I like to use old socks for dusting, since you can put your hand inside and then easily get into nooks and crannies with your fingers. Paired with a spray cleaner for most surfaces (and olive oil or natural wood cleaners for wood), it makes the task of dusting faster and easier. And you can reuse the socks by just tossing them in the wash.
2. Clean your cleaners: Spring cleaning is a good time to rip up old fabric to make new rags, fill your spray bottles to the top, and make sure all your cleaning supplies are in usable order. And that includes your hardware.
Lisa Nelson Woods, who runs the blog Condo Blues says, “I gave my vacuum a good spring cleaning because it wasn't picking up dirt like it did when it was new. I washed the filters, removed string and dog fur from the roller brush, and discovered a clog in the hose. Now it works like new!”
3. Clean your walls: Wiping down your walls with a damp cloth will get most of the dust and cobwebs off. Brenna Berk, editor of the blog Almost All the Truth, adds, “I have young ones, so my favorite spring cleaning task is to get rid of all the crayon marks that have developed. Yes, that means I am lazy and don't get to them the rest of the year. Use toothpaste and a damp cloth.”
4. De-clutter: Besides dusting, a good de-cluttering will make you feel accomplished because it will make such a visual difference. Anna Hackman, editor of Green Talk advises, “I start to get rid of my clutter by freecyling, giving it away, etc. Also, I clean up my pantry. You can't imagine how many duplicates and empty boxes that I find. Every year it’s the same!”
5. Clean those screens: Putting your screens up is a sure sign of spring, and one of my favorite tasks since it’s both easy and brings fresh air into the house. But take a close look at them first – they might need a wipedown.
Blogger Lisa Borden has figured out the best technique: “I love a good window and screen cleaning with microfiber cloths. I use one wet cloth to wipe and a dry cloth to ensure no moisture is left which looks cleaner and stays cleaner. When you open your windows after winter, you want fresh air to come into your home without all of the polluted stuff stuck in those screens!”
6. De-ick the refrigerator: Start by removing everything from your fridge, and washing out drawers in the kitchen sink using warm water and a bit of soap. Be sure not to put them in the dishwasher as most interior fridge parts are not dishwasher-friendly.
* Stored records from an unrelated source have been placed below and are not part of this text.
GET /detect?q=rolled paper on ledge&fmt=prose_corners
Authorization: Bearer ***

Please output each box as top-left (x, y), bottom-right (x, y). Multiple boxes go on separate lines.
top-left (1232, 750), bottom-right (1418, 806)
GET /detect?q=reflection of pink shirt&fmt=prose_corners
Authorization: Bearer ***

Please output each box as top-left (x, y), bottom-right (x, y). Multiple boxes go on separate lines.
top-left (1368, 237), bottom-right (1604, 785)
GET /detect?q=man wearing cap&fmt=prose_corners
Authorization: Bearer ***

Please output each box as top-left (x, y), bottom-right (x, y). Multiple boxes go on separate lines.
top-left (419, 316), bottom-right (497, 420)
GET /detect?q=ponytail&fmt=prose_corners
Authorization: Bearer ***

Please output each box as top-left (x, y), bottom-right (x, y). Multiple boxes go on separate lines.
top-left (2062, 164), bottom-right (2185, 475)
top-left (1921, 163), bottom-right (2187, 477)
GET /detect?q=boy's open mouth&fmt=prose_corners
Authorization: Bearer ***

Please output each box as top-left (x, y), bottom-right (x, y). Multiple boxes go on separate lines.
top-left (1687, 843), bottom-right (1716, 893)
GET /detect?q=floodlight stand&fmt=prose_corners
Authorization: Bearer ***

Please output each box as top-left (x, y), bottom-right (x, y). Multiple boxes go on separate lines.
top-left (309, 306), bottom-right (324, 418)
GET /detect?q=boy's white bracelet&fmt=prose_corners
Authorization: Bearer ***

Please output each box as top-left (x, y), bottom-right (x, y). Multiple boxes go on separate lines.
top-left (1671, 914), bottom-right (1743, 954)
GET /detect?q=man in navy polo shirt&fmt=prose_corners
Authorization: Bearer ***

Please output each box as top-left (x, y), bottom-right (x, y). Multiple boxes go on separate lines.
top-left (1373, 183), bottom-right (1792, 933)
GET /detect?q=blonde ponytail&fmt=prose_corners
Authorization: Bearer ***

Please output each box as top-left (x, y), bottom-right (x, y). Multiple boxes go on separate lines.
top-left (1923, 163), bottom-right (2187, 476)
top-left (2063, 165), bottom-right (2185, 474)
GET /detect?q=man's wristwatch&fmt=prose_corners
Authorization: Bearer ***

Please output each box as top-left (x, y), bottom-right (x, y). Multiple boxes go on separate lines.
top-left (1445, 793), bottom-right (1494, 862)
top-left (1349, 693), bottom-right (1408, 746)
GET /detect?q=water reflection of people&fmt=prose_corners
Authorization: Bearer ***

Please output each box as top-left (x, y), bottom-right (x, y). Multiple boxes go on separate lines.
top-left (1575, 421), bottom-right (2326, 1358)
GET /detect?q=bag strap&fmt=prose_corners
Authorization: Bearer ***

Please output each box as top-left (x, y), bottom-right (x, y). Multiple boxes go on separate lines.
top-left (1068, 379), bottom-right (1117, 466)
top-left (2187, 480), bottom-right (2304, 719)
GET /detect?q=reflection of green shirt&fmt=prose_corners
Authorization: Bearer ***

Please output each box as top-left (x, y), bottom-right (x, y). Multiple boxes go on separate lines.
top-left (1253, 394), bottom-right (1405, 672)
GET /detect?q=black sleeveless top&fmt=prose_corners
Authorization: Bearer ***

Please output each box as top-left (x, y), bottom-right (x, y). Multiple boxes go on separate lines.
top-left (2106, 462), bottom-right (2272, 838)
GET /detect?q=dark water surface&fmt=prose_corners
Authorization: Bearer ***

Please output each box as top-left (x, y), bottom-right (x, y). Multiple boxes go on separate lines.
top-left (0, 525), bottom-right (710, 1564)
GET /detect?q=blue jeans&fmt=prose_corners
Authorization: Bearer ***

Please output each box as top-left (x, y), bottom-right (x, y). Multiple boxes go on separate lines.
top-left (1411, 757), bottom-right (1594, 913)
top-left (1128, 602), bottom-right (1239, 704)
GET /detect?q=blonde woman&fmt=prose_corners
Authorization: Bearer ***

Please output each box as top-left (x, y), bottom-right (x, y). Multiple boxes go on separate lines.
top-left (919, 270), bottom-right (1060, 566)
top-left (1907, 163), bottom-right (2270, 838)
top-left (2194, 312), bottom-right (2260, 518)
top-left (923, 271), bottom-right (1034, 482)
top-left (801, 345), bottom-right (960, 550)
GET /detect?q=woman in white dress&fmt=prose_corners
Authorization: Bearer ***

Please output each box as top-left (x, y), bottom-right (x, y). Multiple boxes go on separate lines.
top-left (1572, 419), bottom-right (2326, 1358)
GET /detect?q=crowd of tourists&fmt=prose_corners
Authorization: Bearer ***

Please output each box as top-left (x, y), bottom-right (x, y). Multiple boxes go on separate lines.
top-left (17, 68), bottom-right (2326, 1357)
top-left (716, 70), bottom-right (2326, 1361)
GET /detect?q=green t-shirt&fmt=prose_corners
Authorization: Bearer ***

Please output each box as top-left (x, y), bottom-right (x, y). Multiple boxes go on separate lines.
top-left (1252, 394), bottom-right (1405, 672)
Beth Terry, editor at My Plastic Free Life, recommends: “Clean out your refrigerator with baking soda, water, and a Skoy cloth. The baking soda is a good abrasive for stuck-on food. You could use a vinegar/water solution for shelves if they are made of glass, but I just use baking soda and cleaned out the whole thing.”
Before you put items back in, wipe with a sponge or damp cloth and group things together based on use (salad dressings in one part of the door, antipasti like artichokes and olives if you usually eat them at the same time, and beer and drinks in bottles and cans on the bottom shelf, for example). Be sure to rinse out and recycle never-used or expired containers.
7. Get rid of the gunky grease and creepy mold: Cooking grease is a tough one, and tends to migrate around the kitchen. Blogger Leona McEachern of My Healthy Green Family says, “A great cleaner for grease like that on the tops of fans, and the walls around stove is the citrus/vinegar solution. Fill a tall container with lemon/lime/grapefruit/orange peels and cover with white vinegar. Sit for two weeks. Makes a fabulous cleaning solution. Strain and dilute 2:1 Water to citrus/vinegar. It smells awesome too. “
And what about that seemingly ever-present mold in the bathroom? You have to kill the stuff, not just clean it off. But how? McEachern says, “Mix a few teaspoons of tea tree essential oil with two cups of water. Pour into a clean spray bottle, and shake well before use. Spray on mold and let sit for two hours, then wipe off.” This will kill the mold – but if you still have mold stains, just use some hydrogen peroxide, which acts as a natural bleach and can be wiped away easily.